Do BBC websites pay for photos or not?
DO THE BBC pay for photos? Bristol-based photographer and NUJ Freelance Industrial Council (FIC) member Simon Chapman emailed this question to Phil Coomes, the BBC News website's picture editor and photographer. Mr Coomes's reply was: "Many thanks for your email. I'm not aware of us not paying for photographs from professionals. Yes, we do receive material from members of the public that in the main we don't pay for, but most of those images are not news pictures and it offers an interaction with our readers that most people seem to like.
"We do however pay for news and feature stories from photographers and have agreed rates with the NUJ, single shots are £69 and a photo series starts at £270 depending on what is being delivered."
This would seem to be in line with the Freelance Fees Guide. But we haven't been able to find out whether anyone has actually been paid the sums quoted above. No-one has told the Rates for the Job site about the BBC news websites paying £69 for photos and £270 for a series - please let us know what you've received via Submit your rates web form.
Mr Coomes' reply would seem to reflect a change in BBC attitudes compared to two years ago, when photographer Pete Jenkins encountered a BBC radio reporter taking blurry mobile phone photos at an event in Nottingham; these ended up on the BBC News website. Pete asked the BBC why they were using these "truly appalling" shots instead of quality work from freelances. He was told categorically that the BBC do not pay for web site pics.
BBC Online websites in the "regions" haven't had a budget for freelance shifts for nearly three years. According to our source, it's only "network" online producers, those in London or Birmingham, who are authorised to pay for images. Newsnight can pay fees, but it seems that Spotlight South West or Look East can't, don't or won't pay.

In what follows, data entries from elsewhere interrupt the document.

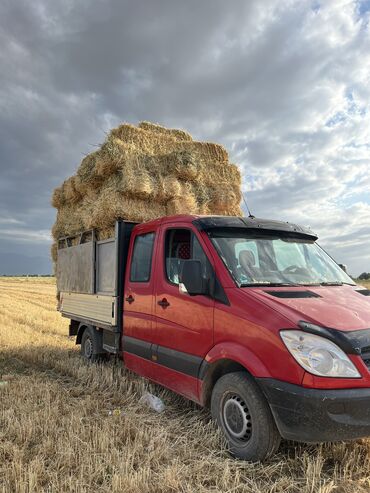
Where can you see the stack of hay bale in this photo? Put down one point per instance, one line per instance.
(141, 173)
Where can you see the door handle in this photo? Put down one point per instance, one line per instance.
(163, 303)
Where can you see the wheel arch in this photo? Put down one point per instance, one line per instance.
(228, 358)
(81, 329)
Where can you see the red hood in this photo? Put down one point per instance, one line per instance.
(339, 307)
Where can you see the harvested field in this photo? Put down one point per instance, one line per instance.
(56, 434)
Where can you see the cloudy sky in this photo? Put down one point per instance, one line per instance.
(283, 84)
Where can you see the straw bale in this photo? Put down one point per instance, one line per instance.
(159, 143)
(171, 132)
(58, 199)
(141, 173)
(169, 187)
(71, 188)
(113, 205)
(184, 204)
(54, 252)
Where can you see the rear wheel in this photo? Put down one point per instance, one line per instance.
(242, 412)
(91, 345)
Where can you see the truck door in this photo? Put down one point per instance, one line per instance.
(184, 324)
(138, 309)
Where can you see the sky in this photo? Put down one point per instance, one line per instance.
(284, 85)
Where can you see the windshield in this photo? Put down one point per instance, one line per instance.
(276, 260)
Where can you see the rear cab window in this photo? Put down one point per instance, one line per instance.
(141, 261)
(182, 245)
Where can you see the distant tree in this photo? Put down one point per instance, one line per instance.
(365, 276)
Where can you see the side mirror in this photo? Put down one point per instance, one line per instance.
(191, 278)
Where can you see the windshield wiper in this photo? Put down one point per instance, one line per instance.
(273, 284)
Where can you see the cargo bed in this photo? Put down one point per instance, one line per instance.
(90, 291)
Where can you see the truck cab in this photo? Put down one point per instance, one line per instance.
(248, 316)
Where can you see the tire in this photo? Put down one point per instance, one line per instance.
(243, 414)
(91, 345)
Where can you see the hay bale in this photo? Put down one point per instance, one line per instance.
(58, 199)
(171, 132)
(141, 173)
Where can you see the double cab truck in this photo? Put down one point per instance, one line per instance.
(247, 316)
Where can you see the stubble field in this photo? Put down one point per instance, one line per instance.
(58, 432)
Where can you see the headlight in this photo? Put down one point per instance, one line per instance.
(318, 355)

Our regional source felt that BBC regional news desks are encouraged to spend time rummaging through library shots and using the flat-rate contract they have with PA and Getty, rather than force the BBC to buy anything in from freelances. We've also heard reports from colleagues doing shifts with BBC news websites that staff there hadn't been particularly well trained in negotiating licences for re-use or selling on.